Imagine that we are only interested in working with a subset of the particle data. For concreteness, imagine that we only want to consider the data associated with the block in the leftmost corner of the simulation. The following snippet illustrates how we might accomplish this:
```
import cholla_utils

density = cholla_utils.load(
    "path/to/7_particles.h5.0", ("io", "pos_x"), block_idx=np.s_[0,0,0]
)
```
If we instead wanted all blocks along the right x boundary, we could swap instead pass np.s_[-1,:,:] as the block_idx keyword argument.

Loading multiple particle properties: if we want to load the ("io", "particle_IDs") and ("io", "pos_x") particle properties at the same time, we would invoke:

import cholla_utils

pos_x = cholla_utils.load_particle(
    "path/to/7_particles.h5.0", [("io", "particle_IDs"), ("io", "pos_x")]
)
# data is a dict
# data[("io", "particle_IDs")] holds the particle_IDs numpy array
# data[("io", "pos_x")] holds the pos_x numpy array

Once again, we can tell the load function to only load a subset of the data by passing the block_idx keyword argument.

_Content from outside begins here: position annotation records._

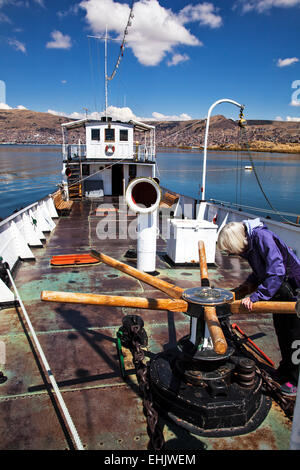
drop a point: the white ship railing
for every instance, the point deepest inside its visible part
(190, 208)
(22, 231)
(73, 151)
(146, 153)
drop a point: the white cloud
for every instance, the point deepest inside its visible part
(295, 102)
(4, 18)
(286, 62)
(155, 30)
(60, 41)
(163, 117)
(177, 58)
(293, 119)
(122, 114)
(6, 106)
(205, 13)
(72, 10)
(17, 45)
(262, 6)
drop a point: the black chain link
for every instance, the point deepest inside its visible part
(135, 338)
(271, 387)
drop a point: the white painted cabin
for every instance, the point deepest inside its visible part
(114, 153)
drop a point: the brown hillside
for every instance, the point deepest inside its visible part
(24, 126)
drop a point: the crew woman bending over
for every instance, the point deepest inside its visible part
(275, 276)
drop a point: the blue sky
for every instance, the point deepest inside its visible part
(179, 57)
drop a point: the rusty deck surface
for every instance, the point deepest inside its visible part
(79, 342)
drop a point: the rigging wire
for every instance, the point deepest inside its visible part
(92, 74)
(122, 47)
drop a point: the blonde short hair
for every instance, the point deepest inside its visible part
(232, 238)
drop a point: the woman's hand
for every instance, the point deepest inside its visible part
(247, 303)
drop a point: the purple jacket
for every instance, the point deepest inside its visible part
(270, 259)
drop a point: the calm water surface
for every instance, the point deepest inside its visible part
(28, 173)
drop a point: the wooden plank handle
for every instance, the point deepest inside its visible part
(170, 289)
(215, 330)
(177, 305)
(264, 307)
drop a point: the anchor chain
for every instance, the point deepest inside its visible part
(134, 337)
(285, 403)
(270, 385)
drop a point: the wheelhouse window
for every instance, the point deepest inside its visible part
(95, 134)
(123, 135)
(109, 135)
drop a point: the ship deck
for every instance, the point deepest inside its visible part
(79, 342)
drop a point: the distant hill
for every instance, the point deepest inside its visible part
(24, 126)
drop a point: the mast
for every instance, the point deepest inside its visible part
(105, 71)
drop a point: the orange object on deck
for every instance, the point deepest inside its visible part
(73, 260)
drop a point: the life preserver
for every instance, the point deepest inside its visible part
(110, 149)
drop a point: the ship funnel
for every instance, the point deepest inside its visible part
(143, 197)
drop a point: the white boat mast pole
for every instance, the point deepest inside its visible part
(225, 100)
(106, 72)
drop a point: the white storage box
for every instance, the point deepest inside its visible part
(184, 235)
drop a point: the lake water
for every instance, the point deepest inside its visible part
(28, 173)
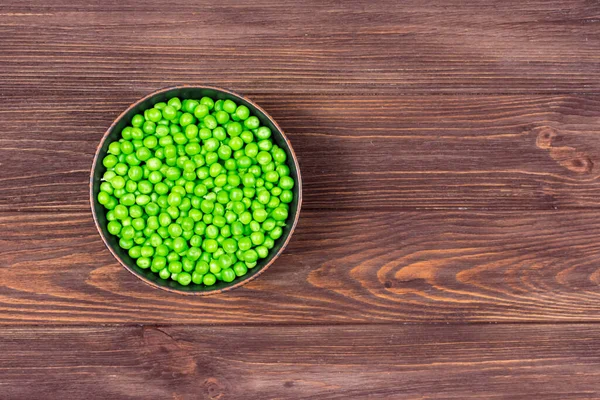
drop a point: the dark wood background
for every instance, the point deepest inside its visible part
(449, 242)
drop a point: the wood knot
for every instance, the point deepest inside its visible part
(566, 156)
(213, 388)
(545, 136)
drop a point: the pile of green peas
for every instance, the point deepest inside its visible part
(196, 190)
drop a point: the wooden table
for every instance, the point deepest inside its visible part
(448, 246)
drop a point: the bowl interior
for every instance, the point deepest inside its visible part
(114, 133)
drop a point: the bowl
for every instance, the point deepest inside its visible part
(113, 133)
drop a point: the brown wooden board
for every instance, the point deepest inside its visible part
(341, 267)
(449, 153)
(332, 362)
(355, 152)
(290, 46)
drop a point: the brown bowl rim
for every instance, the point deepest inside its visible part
(206, 292)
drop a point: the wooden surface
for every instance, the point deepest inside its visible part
(448, 245)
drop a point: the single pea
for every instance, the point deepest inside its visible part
(286, 183)
(154, 114)
(245, 243)
(247, 136)
(210, 245)
(222, 117)
(283, 170)
(114, 227)
(263, 157)
(237, 228)
(228, 275)
(202, 267)
(257, 238)
(207, 206)
(244, 162)
(186, 119)
(263, 133)
(251, 150)
(240, 269)
(248, 180)
(201, 111)
(276, 233)
(210, 122)
(187, 264)
(196, 276)
(234, 129)
(242, 112)
(260, 215)
(252, 122)
(173, 173)
(286, 196)
(224, 152)
(269, 243)
(250, 256)
(209, 279)
(214, 265)
(175, 267)
(265, 145)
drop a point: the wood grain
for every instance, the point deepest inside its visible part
(356, 152)
(318, 46)
(383, 362)
(340, 267)
(450, 155)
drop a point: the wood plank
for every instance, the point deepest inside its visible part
(356, 152)
(332, 362)
(293, 47)
(340, 267)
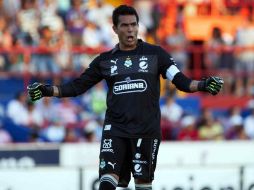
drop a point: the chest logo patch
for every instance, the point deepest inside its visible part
(128, 62)
(129, 86)
(143, 65)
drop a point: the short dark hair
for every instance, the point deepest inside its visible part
(123, 10)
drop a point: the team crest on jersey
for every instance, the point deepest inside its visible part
(128, 62)
(143, 65)
(129, 86)
(113, 68)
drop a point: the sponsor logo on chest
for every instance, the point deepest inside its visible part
(129, 86)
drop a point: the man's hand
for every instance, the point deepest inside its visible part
(213, 85)
(38, 90)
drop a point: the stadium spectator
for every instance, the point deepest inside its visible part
(35, 119)
(5, 137)
(49, 16)
(91, 36)
(44, 61)
(6, 41)
(76, 19)
(245, 57)
(28, 22)
(177, 43)
(171, 111)
(249, 124)
(17, 110)
(210, 129)
(67, 111)
(72, 135)
(188, 130)
(47, 110)
(55, 132)
(219, 56)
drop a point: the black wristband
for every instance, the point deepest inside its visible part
(201, 86)
(47, 91)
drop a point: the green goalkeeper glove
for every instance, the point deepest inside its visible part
(38, 90)
(212, 85)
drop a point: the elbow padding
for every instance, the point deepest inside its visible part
(182, 82)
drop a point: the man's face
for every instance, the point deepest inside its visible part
(127, 31)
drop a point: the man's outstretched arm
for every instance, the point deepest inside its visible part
(212, 84)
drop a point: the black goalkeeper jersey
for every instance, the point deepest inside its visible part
(133, 80)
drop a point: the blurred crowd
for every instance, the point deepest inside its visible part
(81, 120)
(56, 36)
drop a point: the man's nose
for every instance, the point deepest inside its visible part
(130, 28)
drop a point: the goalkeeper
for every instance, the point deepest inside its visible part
(131, 130)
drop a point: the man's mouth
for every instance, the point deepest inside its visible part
(130, 38)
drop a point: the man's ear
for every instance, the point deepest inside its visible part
(114, 28)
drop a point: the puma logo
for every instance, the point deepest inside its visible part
(113, 61)
(113, 165)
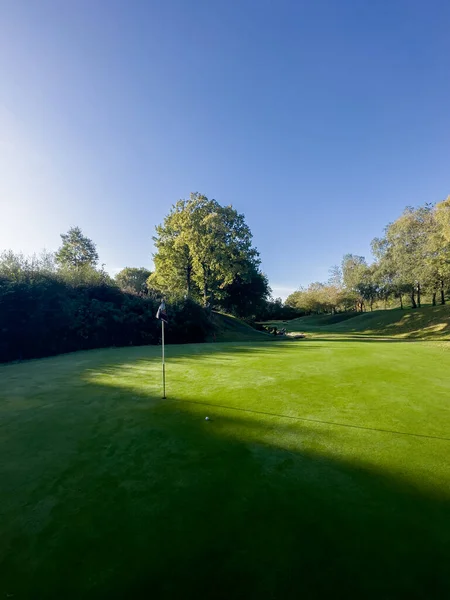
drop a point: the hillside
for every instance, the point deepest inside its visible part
(429, 322)
(231, 329)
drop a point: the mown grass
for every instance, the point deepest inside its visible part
(323, 472)
(429, 322)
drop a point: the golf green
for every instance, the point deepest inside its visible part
(323, 471)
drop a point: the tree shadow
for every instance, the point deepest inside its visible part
(147, 499)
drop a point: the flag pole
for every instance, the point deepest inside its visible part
(164, 364)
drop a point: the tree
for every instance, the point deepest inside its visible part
(203, 247)
(246, 298)
(76, 250)
(354, 270)
(133, 279)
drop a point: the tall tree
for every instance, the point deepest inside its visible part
(133, 279)
(76, 250)
(353, 272)
(202, 248)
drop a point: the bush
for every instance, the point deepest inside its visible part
(42, 314)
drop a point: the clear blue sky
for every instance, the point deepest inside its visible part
(318, 120)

Helpful Tips For Analyzing Both Particles and Field Data¶

When Cholla writes snapshots, it typically writes field data to a file named something like 63.h5.0 and particle data to a file of 63_particles.h5.0. If the files following this naming convention, the package provides convenience functionality so that if cholla_utils.load_particle and cholla_utils.get_native_ptype_properties will automaticlly infer that the user wants to read 63_particles.h5.0 if the functions are passed 63.h5.0.

Furthermore, this functionality also works if:

the field data is concatenated and the particle data is distributed
the field data is distributed and the particle data is concatenated
the field data and the particle data are both concatenated.